Comment vivre avec le VIH en cette ère où la dangerosité est chose du passé ?

Pour les personnes vivant avec le VIH, Indétectable = Intransmissible met fin au danger de transmission – cette épée de Damoclès longtemps suspendue au-dessus de nos têtes. Nous avons certes raison de nous réjouir de cette affirmation maintenant appuyée par près de 900 organisations à travers le monde.

Mais comment intégrer “I = I” dans nos vies ?

Comment accueillir le fait qu’aujourd’hui, si nous prenons un traitement tel que prescrit, nous n’avons plus à craindre de transmettre le VIH à nos partenaires ? Comment faire le deuil de notre peur de contaminer ? Comment déconstruire l’image fortement entretenue à notre égard de vecteur de transmission de la mort ?

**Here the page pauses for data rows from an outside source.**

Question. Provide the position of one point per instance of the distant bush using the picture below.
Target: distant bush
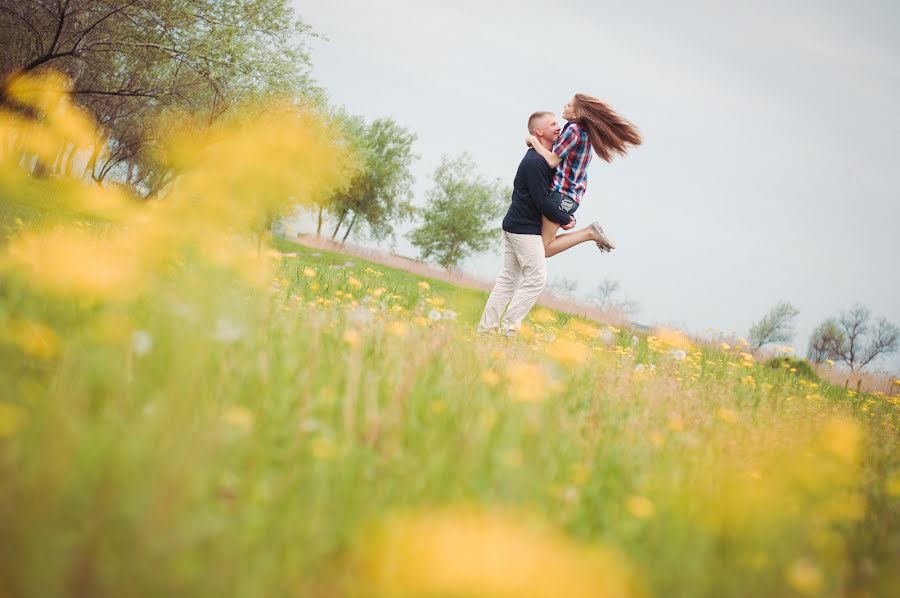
(800, 367)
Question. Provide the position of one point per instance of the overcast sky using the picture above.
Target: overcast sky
(770, 163)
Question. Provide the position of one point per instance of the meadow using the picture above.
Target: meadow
(192, 409)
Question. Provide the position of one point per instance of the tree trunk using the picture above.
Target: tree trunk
(349, 228)
(340, 222)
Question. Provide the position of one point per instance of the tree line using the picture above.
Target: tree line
(136, 66)
(853, 337)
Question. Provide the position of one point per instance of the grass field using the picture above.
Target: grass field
(188, 410)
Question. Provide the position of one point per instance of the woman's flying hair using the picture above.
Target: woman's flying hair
(608, 132)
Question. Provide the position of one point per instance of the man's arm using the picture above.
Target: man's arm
(537, 179)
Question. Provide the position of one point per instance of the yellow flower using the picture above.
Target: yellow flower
(396, 328)
(490, 377)
(842, 436)
(640, 507)
(239, 417)
(727, 415)
(468, 552)
(34, 338)
(11, 418)
(805, 576)
(352, 337)
(528, 382)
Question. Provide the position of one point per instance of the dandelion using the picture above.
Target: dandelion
(11, 418)
(239, 418)
(227, 330)
(805, 576)
(678, 354)
(528, 382)
(352, 337)
(34, 338)
(727, 415)
(640, 507)
(490, 377)
(568, 352)
(141, 342)
(468, 552)
(395, 328)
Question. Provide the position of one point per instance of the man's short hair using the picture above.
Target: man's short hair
(534, 118)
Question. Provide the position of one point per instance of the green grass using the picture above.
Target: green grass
(332, 432)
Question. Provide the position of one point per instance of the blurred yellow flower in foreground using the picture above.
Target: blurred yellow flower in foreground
(80, 263)
(805, 576)
(843, 437)
(640, 507)
(238, 417)
(33, 338)
(568, 351)
(491, 554)
(529, 382)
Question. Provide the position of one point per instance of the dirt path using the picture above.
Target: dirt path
(421, 268)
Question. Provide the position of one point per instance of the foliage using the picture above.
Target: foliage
(378, 195)
(133, 62)
(459, 216)
(183, 415)
(853, 338)
(777, 326)
(800, 367)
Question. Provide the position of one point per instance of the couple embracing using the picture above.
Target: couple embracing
(548, 188)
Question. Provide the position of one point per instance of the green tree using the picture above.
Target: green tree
(131, 61)
(380, 193)
(459, 218)
(777, 326)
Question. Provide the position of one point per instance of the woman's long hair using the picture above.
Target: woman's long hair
(608, 132)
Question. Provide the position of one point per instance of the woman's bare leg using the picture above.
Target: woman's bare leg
(554, 244)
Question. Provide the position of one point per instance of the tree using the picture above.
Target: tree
(606, 297)
(854, 339)
(131, 61)
(825, 341)
(777, 326)
(379, 194)
(460, 213)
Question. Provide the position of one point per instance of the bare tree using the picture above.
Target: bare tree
(132, 61)
(777, 326)
(854, 339)
(606, 296)
(824, 341)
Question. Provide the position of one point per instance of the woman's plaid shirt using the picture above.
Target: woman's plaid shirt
(574, 148)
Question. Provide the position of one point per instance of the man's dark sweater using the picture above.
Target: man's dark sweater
(531, 190)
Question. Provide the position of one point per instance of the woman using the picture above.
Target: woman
(592, 124)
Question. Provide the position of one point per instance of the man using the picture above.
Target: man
(524, 273)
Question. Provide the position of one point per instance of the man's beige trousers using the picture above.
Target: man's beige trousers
(519, 283)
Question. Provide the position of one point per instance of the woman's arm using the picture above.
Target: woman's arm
(552, 159)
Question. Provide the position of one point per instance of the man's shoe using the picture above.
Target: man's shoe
(604, 244)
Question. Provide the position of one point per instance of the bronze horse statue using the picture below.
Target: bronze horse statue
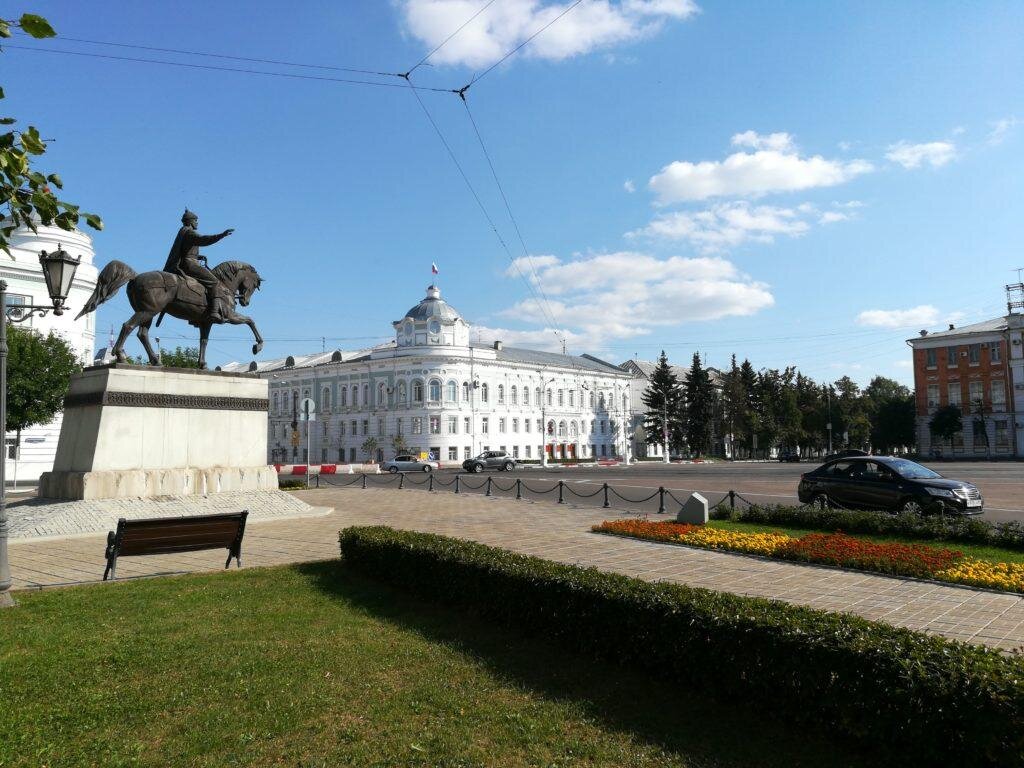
(158, 292)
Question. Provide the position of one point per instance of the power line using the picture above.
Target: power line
(290, 75)
(445, 40)
(512, 52)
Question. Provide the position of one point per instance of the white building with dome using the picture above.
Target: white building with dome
(432, 390)
(26, 285)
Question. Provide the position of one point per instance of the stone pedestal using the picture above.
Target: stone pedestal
(141, 431)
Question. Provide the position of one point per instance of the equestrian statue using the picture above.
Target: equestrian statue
(186, 289)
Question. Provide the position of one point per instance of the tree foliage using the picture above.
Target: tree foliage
(39, 370)
(26, 195)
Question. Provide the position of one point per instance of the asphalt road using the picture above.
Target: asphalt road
(1001, 483)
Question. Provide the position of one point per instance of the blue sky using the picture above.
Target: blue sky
(799, 183)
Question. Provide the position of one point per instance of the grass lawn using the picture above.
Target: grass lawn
(992, 554)
(311, 666)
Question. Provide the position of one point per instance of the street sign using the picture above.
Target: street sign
(307, 410)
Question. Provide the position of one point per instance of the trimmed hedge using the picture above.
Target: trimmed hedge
(929, 527)
(925, 699)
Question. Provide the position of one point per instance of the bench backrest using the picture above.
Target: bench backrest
(162, 535)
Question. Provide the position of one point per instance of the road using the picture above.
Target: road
(1001, 483)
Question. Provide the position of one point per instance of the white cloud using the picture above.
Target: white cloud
(922, 315)
(601, 298)
(776, 141)
(1000, 129)
(753, 174)
(935, 154)
(592, 26)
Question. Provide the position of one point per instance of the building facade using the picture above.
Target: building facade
(34, 454)
(432, 391)
(980, 370)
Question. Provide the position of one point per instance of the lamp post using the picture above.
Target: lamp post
(58, 269)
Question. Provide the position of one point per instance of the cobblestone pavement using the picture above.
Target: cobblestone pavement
(43, 517)
(562, 534)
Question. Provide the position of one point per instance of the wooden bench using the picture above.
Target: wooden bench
(159, 536)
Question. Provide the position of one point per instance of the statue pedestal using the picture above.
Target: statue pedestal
(139, 431)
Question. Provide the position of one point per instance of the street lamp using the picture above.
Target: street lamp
(58, 269)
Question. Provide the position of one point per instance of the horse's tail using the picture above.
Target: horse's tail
(111, 279)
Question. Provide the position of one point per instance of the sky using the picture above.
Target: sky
(798, 183)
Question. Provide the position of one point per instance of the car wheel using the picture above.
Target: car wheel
(911, 506)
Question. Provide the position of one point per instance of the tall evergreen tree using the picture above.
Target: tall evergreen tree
(664, 400)
(699, 408)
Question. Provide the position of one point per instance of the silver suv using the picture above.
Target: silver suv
(489, 460)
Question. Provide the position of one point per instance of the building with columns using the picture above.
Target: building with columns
(432, 390)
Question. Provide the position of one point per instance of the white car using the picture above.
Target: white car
(408, 463)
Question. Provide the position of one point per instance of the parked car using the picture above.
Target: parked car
(489, 460)
(408, 463)
(886, 482)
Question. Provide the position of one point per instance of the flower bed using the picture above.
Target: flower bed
(840, 549)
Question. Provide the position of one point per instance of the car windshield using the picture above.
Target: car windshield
(911, 470)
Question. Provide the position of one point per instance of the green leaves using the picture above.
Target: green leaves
(35, 26)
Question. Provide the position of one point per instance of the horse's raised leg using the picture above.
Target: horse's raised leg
(143, 336)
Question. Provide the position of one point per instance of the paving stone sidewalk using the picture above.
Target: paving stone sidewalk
(558, 532)
(32, 517)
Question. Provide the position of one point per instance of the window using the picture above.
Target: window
(954, 393)
(998, 395)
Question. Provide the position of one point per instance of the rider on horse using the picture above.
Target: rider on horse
(184, 259)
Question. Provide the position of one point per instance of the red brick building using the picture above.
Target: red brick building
(979, 369)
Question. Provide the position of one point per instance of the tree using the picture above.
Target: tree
(699, 408)
(26, 195)
(39, 371)
(946, 422)
(664, 399)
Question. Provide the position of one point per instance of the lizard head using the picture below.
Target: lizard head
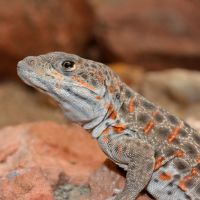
(84, 89)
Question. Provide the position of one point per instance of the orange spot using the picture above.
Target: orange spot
(83, 83)
(158, 162)
(111, 89)
(194, 171)
(104, 139)
(173, 134)
(118, 128)
(179, 153)
(98, 97)
(131, 105)
(110, 109)
(182, 184)
(187, 178)
(198, 160)
(106, 131)
(165, 176)
(148, 127)
(113, 115)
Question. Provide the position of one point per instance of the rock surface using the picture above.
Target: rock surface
(35, 27)
(20, 105)
(42, 161)
(177, 90)
(156, 34)
(25, 184)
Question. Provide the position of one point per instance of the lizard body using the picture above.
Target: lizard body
(158, 150)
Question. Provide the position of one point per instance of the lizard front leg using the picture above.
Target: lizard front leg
(134, 155)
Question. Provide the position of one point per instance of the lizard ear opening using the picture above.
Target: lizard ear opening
(68, 66)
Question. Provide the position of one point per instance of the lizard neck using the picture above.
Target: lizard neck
(111, 119)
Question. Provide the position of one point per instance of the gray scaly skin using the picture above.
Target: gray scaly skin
(159, 151)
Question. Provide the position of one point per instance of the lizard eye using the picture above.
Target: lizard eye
(68, 66)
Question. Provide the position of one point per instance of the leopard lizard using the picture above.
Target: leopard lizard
(159, 151)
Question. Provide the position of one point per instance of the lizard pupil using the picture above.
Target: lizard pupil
(68, 65)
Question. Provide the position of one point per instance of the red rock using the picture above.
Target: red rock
(107, 178)
(34, 27)
(55, 149)
(26, 184)
(153, 33)
(39, 157)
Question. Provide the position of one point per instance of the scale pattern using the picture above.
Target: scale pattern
(159, 150)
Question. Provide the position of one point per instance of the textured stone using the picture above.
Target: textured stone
(106, 179)
(156, 34)
(25, 184)
(53, 148)
(30, 27)
(178, 90)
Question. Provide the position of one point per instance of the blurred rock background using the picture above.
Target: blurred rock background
(153, 45)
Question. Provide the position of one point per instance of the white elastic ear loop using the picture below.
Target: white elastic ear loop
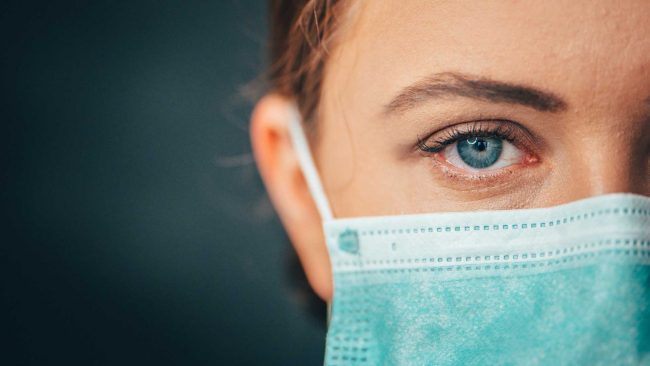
(307, 165)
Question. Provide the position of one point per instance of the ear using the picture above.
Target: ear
(278, 165)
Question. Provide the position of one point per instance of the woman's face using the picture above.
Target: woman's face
(432, 106)
(447, 106)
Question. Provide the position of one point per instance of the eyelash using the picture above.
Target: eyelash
(454, 134)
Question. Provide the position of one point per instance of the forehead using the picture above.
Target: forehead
(583, 48)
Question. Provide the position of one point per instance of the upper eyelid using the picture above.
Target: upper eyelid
(455, 134)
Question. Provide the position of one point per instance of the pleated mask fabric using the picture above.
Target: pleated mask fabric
(564, 285)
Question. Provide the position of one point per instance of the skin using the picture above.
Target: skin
(593, 55)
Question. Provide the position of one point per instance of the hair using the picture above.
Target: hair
(301, 34)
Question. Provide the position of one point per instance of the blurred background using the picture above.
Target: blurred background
(135, 229)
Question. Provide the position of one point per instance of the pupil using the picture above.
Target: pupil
(480, 152)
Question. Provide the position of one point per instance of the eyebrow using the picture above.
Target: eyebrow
(450, 84)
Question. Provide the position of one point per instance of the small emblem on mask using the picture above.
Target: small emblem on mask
(349, 241)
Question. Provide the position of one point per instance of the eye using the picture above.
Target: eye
(482, 153)
(480, 146)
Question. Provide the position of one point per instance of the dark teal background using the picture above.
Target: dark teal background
(135, 229)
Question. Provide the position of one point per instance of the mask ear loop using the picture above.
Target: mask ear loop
(307, 165)
(299, 140)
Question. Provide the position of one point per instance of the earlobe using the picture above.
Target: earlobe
(280, 170)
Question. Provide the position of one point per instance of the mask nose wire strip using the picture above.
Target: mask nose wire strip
(306, 161)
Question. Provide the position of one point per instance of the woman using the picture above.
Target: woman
(413, 108)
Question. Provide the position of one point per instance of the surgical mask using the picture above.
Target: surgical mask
(564, 285)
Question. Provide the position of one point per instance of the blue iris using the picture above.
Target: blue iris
(480, 152)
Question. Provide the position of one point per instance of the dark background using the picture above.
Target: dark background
(135, 229)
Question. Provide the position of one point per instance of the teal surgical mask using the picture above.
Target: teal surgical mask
(565, 285)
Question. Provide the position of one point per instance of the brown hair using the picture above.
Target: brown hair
(301, 33)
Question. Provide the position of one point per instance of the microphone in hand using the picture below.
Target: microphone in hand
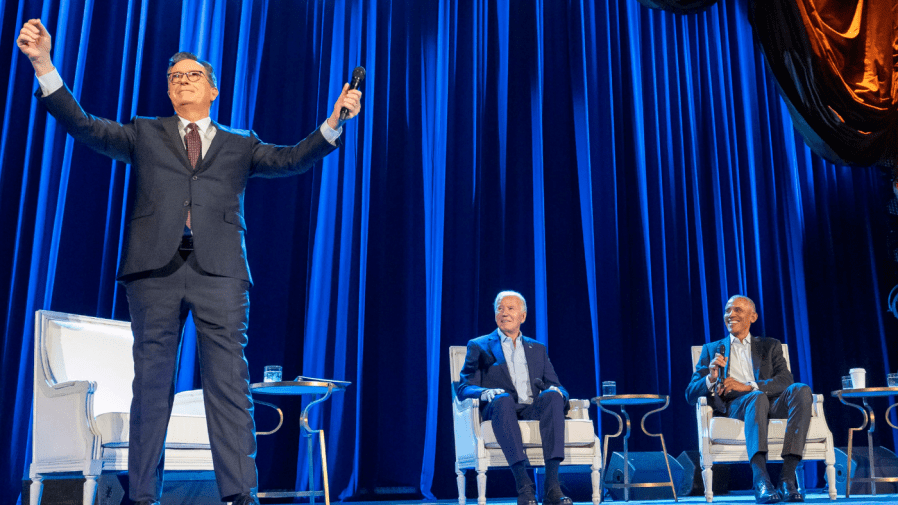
(722, 351)
(489, 394)
(358, 75)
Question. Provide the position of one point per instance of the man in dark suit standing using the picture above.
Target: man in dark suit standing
(184, 251)
(513, 378)
(757, 386)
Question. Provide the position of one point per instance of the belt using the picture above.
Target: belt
(186, 243)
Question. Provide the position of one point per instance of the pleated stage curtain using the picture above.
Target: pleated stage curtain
(627, 169)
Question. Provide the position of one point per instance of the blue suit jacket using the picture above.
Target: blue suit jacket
(485, 368)
(771, 373)
(166, 186)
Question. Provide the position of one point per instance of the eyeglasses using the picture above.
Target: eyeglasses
(192, 76)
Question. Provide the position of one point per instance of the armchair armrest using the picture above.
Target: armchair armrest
(466, 423)
(579, 409)
(63, 422)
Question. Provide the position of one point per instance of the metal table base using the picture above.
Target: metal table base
(622, 401)
(869, 418)
(295, 388)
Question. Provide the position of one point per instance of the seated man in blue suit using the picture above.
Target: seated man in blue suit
(512, 376)
(757, 386)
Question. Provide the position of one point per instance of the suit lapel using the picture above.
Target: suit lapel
(221, 135)
(531, 355)
(496, 349)
(173, 140)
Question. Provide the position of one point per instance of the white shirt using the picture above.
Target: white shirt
(517, 366)
(52, 81)
(739, 366)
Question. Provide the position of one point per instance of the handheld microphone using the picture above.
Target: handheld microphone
(722, 351)
(358, 75)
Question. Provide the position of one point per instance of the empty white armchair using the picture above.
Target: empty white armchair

Dans l’édition du printemps 2019 de Remaides Québec, un collectif de personnes vivant avec le VIH a signé un éditorial puissant sur ce changement de paradigme. Nous le reproduisons ici dans son intégralité.


Le deuil de la dangerosité

Nous nous sommes longtemps senti·es rongé·es par un virus qui nous dévorait jour après jour, nous nous sommes longtemps sentis rejeté·es, sans que l’on puisse rien y faire.

Une très bonne nouvelle scientifique nous a ébranlé le cœur. Nous nous sommes perçu·es, pendant des années, comme des transmetteur·euses du sida et nous avons tenté d’apprendre à vivre avec la peur de contaminer les autres. Mais voilà que la science nous explique qu’une personne vivant avec le VIH qui maintient une charge virale indécelable (moins de 200 copies/ml de sang) ne transmet pas le VIH !

Il nous arrive encore de résister à intégrer cette découverte dans nos vies. La peur de propager le VIH rôde encore, parfois, dans nos esprits. Cette idée horrifiante a fait partie de nous pendant si longtemps qu’il nous a fallu retrouver nos repères. Pourtant, nous savons comment réagir lors de grands changements. À l’annonce du diagnostic, nous n’avons pas eu d’autre choix que de subir la perte de notre avenir. À l’arrivée des traitements antirétroviraux, nous avons fait le deuil d’une mort imminente et, aujourd’hui, nous devons mener le deuil de la dangerosité.

Une nouvelle information prend du temps à entrer dans une communauté. Pour nous aider à l’accueillir, nous mettons à l’épreuve nos croyances en nous informant. Nous refusons que des concitoyen·nes résistent aux faits et nous rêvons la nuit que toutes les personnes vivant avec le VIH ont accès à un traitement.

Avant ces nombreux bouleversements, nous étions considéré·es comme des multi-endeuillé·es. Depuis le dernier chapitre , nous sommes devenu·es les spécialistes du deuil, les expert·es du changement. Notre capacité à rebondir fait l’objet d’études. Nous avons appris à dire oui à la vie et à nous donner le droit à l’amour. Maintenant, nous avons l’assurance de ne transmettre le VIH… à personne ! Et nous sommes déterminé·es à transmettre (dorénavant) la bonne nouvelle.

Nous sommes conscient·es que le virus est toujours présent dans nos corps et que nous avons présentement le dessus sur lui. Mais nous ne pouvons pas faire comme si la mission de maintenir une charge virale indétectable était une simple tâche. Pour certain·es d’entre nous, la route a été longue et même impossible dans certains cas. De ces personnes, nous saluons le courage et les efforts.

Une mise à jour des connaissances scientifiques se présente à nous et peut bonifier la transparence, accompagner la prévention, combattre la stigmatisation et briser l’isolement. Qui oserait dire que cette découverte n’est pas bonne pour notre santé mentale et pour la santé publique ?

Nous invitons la planète à nous accompagner dans cet autre changement de paradigme.

Nous sommes des personnes vivant avec le VIH qui contribuent à l’Institut de développement du leadership positif. Nous nous inspirons les un·es les autres.

Nous sommes Les Indétectables.

Comments (1)

Jacques Gélinas

Juil 11, 2019 at 1:10

Bravo à nous tous et toutes.
Fini pour moi la peur de transmettre mon infection au VIH à d’autres personnes.
Fini pour les autres d’avoir la même peur que moi.
Une autre vie s’est ouverte pour moi parce que la fin du VIH/sida est maintenant possible et réalisable.